Unutulmamalıdır ki, Kasım 1922'de Lozan müzakereleri başladığında, Osmanlı İmparatorluğu'nda 1914  yılı başında yaşayan 2.3 milyon Rum Ortodoks'tan hayatta kalanların 1.25 milyonu, zaten mülteci olarak Yunanistan'da bulunmakta ve mutlak yoksulluk içindeydi.

İstanbul, Gökçeada (Imbros) ve Bozcaada (Tenedos) Ortodoks Rum cemaatleri Mübadele  dışında tutulmuş ve Türkiye'de kalmışlardı.

1923'te Türkiye’de toplam 135.000 Rum Ortodoks nüfusu  varken, bugün bu nüfusun %98'i, 20. yüzyıl boyunca birbirini izleyen Türkiye hükümetleri tarafından Cemaatin maruz bırakıldığı büyük çaplı insan hakları ihlallerin bir sonucu olarak, hiç istememelerine rağmen ait oldukları mekanlardan uzakta yaşamaktadır.

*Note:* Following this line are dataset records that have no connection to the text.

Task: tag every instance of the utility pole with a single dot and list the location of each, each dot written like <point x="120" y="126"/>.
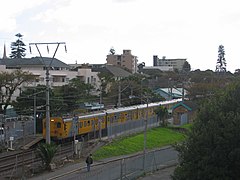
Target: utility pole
<point x="48" y="139"/>
<point x="119" y="95"/>
<point x="145" y="137"/>
<point x="34" y="113"/>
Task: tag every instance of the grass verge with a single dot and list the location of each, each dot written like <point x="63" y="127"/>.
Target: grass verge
<point x="156" y="137"/>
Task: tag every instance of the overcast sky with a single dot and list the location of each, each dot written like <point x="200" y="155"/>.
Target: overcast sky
<point x="191" y="29"/>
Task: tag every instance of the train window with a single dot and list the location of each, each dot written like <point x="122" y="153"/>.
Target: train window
<point x="58" y="125"/>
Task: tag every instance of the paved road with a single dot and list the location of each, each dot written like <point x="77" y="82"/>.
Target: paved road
<point x="111" y="168"/>
<point x="163" y="174"/>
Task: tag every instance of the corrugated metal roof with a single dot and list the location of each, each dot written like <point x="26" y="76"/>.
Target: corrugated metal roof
<point x="45" y="61"/>
<point x="117" y="71"/>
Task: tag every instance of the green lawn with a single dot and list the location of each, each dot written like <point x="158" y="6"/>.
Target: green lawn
<point x="157" y="137"/>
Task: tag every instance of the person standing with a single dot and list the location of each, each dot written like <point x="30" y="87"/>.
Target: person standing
<point x="89" y="161"/>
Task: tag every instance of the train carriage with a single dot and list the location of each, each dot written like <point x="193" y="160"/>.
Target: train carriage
<point x="118" y="120"/>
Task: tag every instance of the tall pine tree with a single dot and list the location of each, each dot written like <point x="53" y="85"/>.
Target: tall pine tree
<point x="212" y="148"/>
<point x="18" y="48"/>
<point x="221" y="61"/>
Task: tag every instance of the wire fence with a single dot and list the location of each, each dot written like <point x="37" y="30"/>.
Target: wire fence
<point x="130" y="167"/>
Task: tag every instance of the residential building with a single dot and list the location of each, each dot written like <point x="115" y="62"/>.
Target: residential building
<point x="59" y="73"/>
<point x="125" y="60"/>
<point x="164" y="62"/>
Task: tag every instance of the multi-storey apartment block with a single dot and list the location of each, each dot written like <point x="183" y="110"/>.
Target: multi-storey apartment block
<point x="125" y="60"/>
<point x="164" y="62"/>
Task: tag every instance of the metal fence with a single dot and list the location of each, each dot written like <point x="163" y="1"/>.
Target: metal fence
<point x="130" y="167"/>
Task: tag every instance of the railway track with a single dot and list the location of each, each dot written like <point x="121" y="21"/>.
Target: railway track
<point x="27" y="159"/>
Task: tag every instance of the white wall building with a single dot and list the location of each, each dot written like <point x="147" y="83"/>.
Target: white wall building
<point x="59" y="73"/>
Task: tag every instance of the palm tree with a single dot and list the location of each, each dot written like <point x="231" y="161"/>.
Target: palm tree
<point x="47" y="152"/>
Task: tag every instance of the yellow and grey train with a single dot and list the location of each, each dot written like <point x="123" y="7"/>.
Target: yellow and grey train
<point x="62" y="128"/>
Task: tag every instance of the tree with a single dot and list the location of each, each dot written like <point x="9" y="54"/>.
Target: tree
<point x="18" y="48"/>
<point x="212" y="148"/>
<point x="221" y="61"/>
<point x="9" y="83"/>
<point x="47" y="152"/>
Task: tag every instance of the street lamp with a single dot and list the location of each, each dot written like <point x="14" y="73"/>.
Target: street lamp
<point x="145" y="131"/>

Lozan Antlaşmasının II. Bölümünün ”Gayrimüslim Azınlıkların Korunması"  maddeleri ve Türkiye'nin 2. Dünya Savaşı'ndan sonra imzaladığı uluslararası insan hakları sözleşmeleri, Türkiye'deki Rum Ortodoks Azınlığının haklarını koruma konusunda yetersiz olmuştur. Topluluğumuzun maruz kaldığı ihlallerin bir oldubitti olmadığını, hiçbir hakkımızdan feragat etmediğimizi her istikamette vurguluyoruz. 

İstanbullu Rumların Evrensel Federasyonu, İstanbul dışında isteklerine karşı yaşamaya mecbur edilen Rum Ortodoks Cemaati'nin bütün dünyadaki  birleştirici kurumu  olarak, toplumumuzun maruz kaldığı haksızlıkların giderilmesi için, bu haksızlıkları yakın geçmiş zamanda kabul eden bugünkü Türkiye'nin liderliğine telafi etme çağrısında bulunuyoruz. Fedenasyonumuz son 10 yılda bu amaçla bir dizi yazılı somut öneriler sunmuştur."